Diana Méndez
Diversas comunidades, organizaciones sociales y colectivos defensores de derechos humanos emitieron un pronunciamiento para exigir justicia y libertad para integrantes de la Asamblea Comunitaria de Eloxochitlán de Flores Magón, en la región mazateca de Oaxaca, quienes desde hace más de una década enfrentan procesos de criminalización y persecución judicial.
De acuerdo con el documento, la comunidad ha sido objeto de represión por defender su derecho a la autonomía y a la protección de su territorio, particularmente del Río Xangá Ndá Ge, considerado un elemento vital para el pueblo mazateco.

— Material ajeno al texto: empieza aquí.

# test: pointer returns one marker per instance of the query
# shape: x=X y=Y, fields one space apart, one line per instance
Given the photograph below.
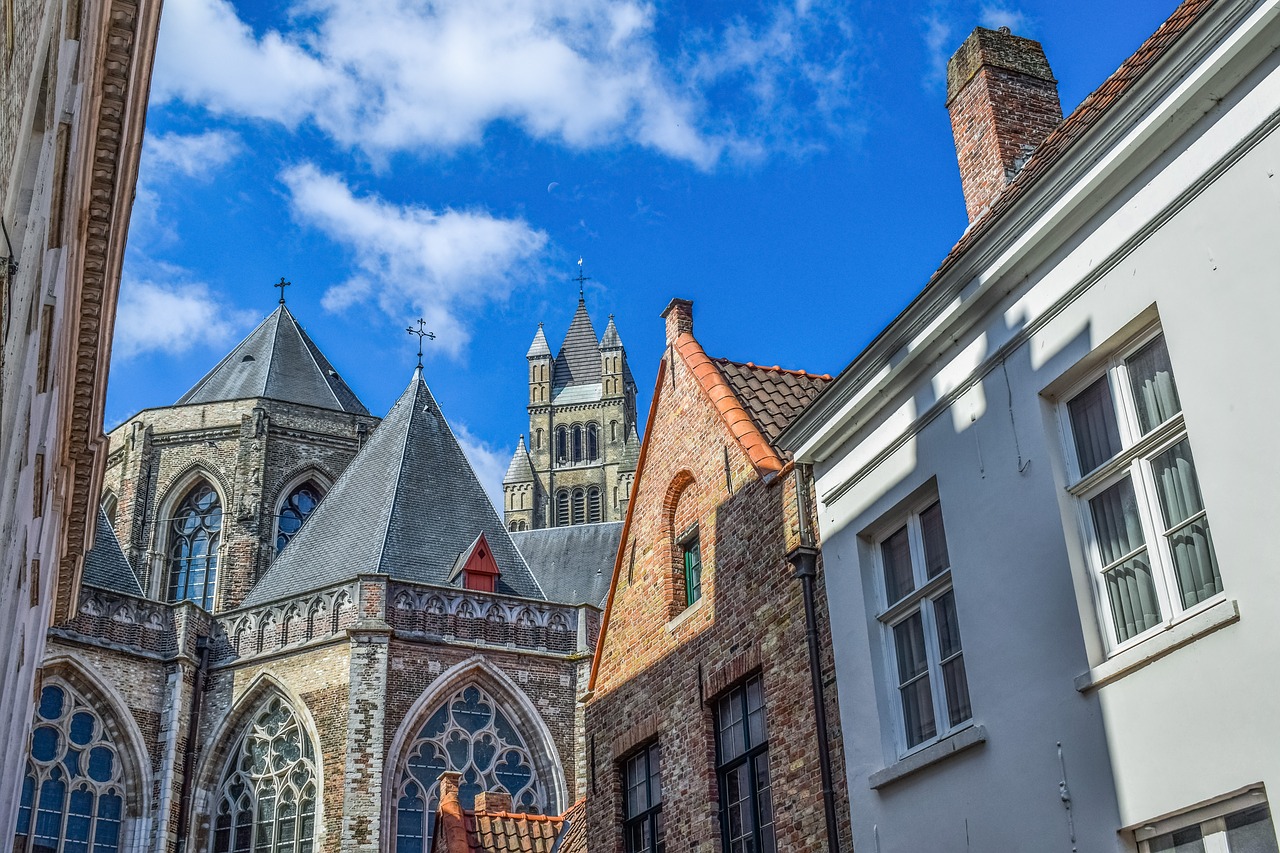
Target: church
x=298 y=621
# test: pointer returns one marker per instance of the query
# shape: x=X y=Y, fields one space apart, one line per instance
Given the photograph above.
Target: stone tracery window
x=471 y=734
x=293 y=511
x=73 y=790
x=195 y=534
x=266 y=801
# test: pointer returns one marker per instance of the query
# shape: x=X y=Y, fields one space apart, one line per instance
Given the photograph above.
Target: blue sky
x=787 y=165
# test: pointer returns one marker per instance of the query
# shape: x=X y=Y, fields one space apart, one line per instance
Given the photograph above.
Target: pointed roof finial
x=421 y=333
x=580 y=279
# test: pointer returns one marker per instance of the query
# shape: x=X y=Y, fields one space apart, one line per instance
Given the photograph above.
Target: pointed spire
x=406 y=506
x=611 y=340
x=539 y=349
x=277 y=361
x=520 y=470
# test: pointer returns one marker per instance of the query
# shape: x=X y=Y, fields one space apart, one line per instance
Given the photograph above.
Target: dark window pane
x=1153 y=391
x=1093 y=425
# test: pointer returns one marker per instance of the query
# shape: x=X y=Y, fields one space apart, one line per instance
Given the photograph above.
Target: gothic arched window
x=472 y=735
x=293 y=511
x=266 y=801
x=73 y=790
x=195 y=534
x=561 y=509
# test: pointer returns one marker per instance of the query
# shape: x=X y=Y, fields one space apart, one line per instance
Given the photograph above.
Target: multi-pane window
x=643 y=807
x=1244 y=831
x=691 y=555
x=266 y=801
x=195 y=534
x=73 y=789
x=743 y=758
x=1141 y=501
x=293 y=511
x=923 y=628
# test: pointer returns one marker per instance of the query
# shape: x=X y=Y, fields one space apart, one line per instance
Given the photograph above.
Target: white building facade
x=1043 y=646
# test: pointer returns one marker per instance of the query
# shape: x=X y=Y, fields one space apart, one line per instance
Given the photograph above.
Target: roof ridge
x=311 y=352
x=773 y=369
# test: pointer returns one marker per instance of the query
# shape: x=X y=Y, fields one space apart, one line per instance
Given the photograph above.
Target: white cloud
x=388 y=76
x=489 y=463
x=172 y=315
x=411 y=259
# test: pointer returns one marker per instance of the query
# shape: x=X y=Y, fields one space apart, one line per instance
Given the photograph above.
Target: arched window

Señalan que la extracción de materiales pétreos en este afluente ha provocado un grave daño ambiental y ha sido una de las principales causas del conflicto social en la zona.
El pronunciamiento recuerda que desde 2011 la comunidad se ha organizado para denunciar la explotación del río y que la tensión se agravó en diciembre de 2014, durante una asamblea comunitaria, cuando se registró un enfrentamiento armado que dejó personas heridas. Tras estos hechos, decenas de comuneros fueron acusados de delitos graves, lo que derivó en detenciones, prisión preventiva prolongada, desplazamiento forzado y múltiples procesos penales que, afirman, se sostienen en acusaciones fabricadas.
Las organizaciones destacan que, gracias a la resistencia comunitaria y a la lucha legal impulsada principalmente por las mujeres de Eloxochitlán, se han logrado importantes avances, como la liberación de varios presos políticos y el retorno de algunas familias desplazadas, especialmente a partir de 2024. Sin embargo, advierten que persiste el hostigamiento judicial mediante la reactivación de órdenes de aprehensión, la prolongación de juicios y la falta de resoluciones definitivas que pongan fin a la persecución.
Actualmente, la comunidad exige la libertad plena de defensores comunitarios aún procesados, el regreso seguro de personas desplazadas y exiliadas, la cancelación de órdenes de aprehensión vigentes y el cierre definitivo de los procesos penales. Asimismo, demandan justicia por las agresiones contra comunicadores comunitarios y el cese inmediato de la extracción de materiales del Río Xangá Ndá Ge, así como la protección del territorio y de la Madre Tierra.
El llamado, respaldado por el Congreso Nacional Indígena, convoca a los pueblos originarios, a las comunidades en resistencia y a la sociedad civil a solidarizarse y a alzar la voz para exigir justicia, respeto a la autonomía y garantías de no repetición. Las organizaciones subrayan que la lucha de Eloxochitlán de Flores Magón representa una causa colectiva en defensa de la vida, la tierra y los derechos de los pueblos indígenas en México.